Jesus redeemed us lost and condemned people by shedding His holy, precious blood and with His innocent suffering and death. Jesus has rescued us and reclaimed us from powers we cannot overcome—Satan, sin, and death. His great love and undeserved sacrifice won us lost and condemned creatures so that we are now His. Jesus has found us in our sins. Through the Holy Spirit, He speaks His Word of repentance and faith to us by means of the Gospel and Sacraments of Baptism and the Lord’s Supper. Christ bestows upon us the forgiveness of sins. He has rescued us from death and the power of the devil. We are new creations, the redeemed children of God, who have been called by the Lord Christ to follow Him as His disciples.
In the new life of saving faith that the Spirit created in us, just as He did for Matthew, we are able to follow Jesus in faith and discipleship. Again, the finding belongs to Jesus. The forgiveness belongs to Jesus which He gives us freely according to His grace and mercy. The following of Jesus by faith now flows from the Lord’s own Word by the work of the Holy Spirit.
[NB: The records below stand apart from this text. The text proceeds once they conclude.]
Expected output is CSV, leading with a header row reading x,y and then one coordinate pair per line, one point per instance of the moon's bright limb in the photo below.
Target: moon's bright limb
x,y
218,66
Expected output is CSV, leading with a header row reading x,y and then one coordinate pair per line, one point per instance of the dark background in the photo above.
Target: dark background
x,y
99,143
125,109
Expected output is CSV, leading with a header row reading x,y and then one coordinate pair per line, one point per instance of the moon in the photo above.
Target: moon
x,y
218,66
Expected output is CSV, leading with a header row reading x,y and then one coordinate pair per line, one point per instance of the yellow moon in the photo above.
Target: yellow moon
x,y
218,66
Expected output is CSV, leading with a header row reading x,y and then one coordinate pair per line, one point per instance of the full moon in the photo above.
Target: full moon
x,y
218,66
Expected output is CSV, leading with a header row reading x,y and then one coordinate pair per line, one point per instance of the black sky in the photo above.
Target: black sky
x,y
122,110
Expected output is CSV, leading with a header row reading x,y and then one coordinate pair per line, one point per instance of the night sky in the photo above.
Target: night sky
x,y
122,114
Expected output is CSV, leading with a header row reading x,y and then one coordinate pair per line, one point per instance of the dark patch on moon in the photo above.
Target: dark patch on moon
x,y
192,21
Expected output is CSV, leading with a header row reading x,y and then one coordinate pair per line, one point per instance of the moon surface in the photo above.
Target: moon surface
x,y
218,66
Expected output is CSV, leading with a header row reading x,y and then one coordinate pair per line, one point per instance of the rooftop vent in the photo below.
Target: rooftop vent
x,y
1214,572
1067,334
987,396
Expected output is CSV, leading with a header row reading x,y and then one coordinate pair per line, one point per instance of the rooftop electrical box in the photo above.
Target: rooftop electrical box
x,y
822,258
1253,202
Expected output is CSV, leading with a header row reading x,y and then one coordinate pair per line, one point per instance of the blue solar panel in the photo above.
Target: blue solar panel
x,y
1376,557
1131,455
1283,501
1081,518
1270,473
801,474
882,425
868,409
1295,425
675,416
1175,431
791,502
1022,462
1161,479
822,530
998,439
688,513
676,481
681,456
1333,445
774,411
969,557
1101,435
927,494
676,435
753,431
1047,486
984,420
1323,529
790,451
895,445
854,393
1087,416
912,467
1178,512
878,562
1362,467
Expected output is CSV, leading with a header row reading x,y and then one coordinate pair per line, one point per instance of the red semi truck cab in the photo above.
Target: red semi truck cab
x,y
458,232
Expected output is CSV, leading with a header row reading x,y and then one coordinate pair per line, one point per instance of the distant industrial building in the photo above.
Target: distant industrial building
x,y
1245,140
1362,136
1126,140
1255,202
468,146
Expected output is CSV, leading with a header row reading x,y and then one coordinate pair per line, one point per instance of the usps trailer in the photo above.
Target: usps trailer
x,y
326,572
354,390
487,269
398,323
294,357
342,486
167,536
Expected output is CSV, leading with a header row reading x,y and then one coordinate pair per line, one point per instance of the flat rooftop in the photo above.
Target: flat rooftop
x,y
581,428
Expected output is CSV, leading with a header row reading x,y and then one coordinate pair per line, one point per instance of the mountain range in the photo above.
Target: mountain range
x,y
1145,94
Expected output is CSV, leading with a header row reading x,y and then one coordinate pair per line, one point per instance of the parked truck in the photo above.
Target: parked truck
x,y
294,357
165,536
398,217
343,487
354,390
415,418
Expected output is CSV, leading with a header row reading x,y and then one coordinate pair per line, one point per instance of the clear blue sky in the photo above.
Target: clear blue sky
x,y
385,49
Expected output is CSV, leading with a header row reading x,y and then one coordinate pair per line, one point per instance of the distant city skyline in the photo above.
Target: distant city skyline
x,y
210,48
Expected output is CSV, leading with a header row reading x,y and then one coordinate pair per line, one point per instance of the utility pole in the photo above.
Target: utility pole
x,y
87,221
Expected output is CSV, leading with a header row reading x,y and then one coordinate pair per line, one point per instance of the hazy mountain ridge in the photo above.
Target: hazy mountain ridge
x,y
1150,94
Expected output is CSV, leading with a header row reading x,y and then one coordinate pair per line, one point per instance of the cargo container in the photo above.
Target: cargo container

And that following leads us to a feast! Christ the Lord calls Matthew to follow Him. And the next thing we know, Matthew is with Jesus at the table. Jesus called Zacchaeus, and the next thing we know, Zacchaeus is with Jesus at the table.
Jesus calls us to follow Him through His Word and the Sacrament of Holy Baptism. This morning, Bennett has been called by Jesus through water and the Word to be a child of God, a disciple of Jesus Christ. The Baptized in Christ are instructed in His Word, and they find that they too are invited to Table with Jesus. Jesus invites sinners who are now also His redeemed saints, washed in Baptism, to come and dine with Him at His Supper. The Lord’s Supper, Holy Communion, is a feast of welcome for Baptized sinners who recognize that Jesus is present with His Body and Blood who have faith in these words, “given and shed for you for the forgiveness of sins.” It is a meal in which all who eat and drink the bread and wine truly receive the really present Body and Blood of Christ. But only those with saving faith in Christ and trust that His Body and Blood are truly in and with the bread and wine receive the forgiveness of sins, life, and salvation. Those are the gifts that Christ provides to those who have been called by Christ in Baptism to be His disciples, those who have been instructed in the chief articles of the Christian faith, and those who believe Jesus’ promise that His Body and Blood are “given and shed for you for the forgiveness of sins.”
As Christians, we confess that we sinners are “worthy” to commune at the Lord’s Table because Jesus welcomes sinners who repent of their sins and believe His promise that He gave His life and shed His blood for their forgiveness. We trust that it is Jesus alone who gives us His true Body and Blood in this Supper which is also a foretaste of a greater, heavenly banquet feast to come. In this Sacrament, salvation is given and the Lord transforms us as He equips and strengthens us to live as His disciples until the last great day of eternal feasting.
Jesus Christ, our Savior, called the Lost like Matthew, Zacchaeus, and you and me to follow Him as His disciples. Through Holy Baptism, we have been found and saved by Christ. Our sins are forgiven and we have eternal life through faith in our Savior by the power and grace of the Holy Spirit. Until the Lord Christ comes again, we gather at His Table according to His Institution and receive His Body and Blood for forgiveness and the strengthening of our baptismal faith so that we may follow Him ever faithfully until we are together at the banquet feast in the new creation which has no end. Amen.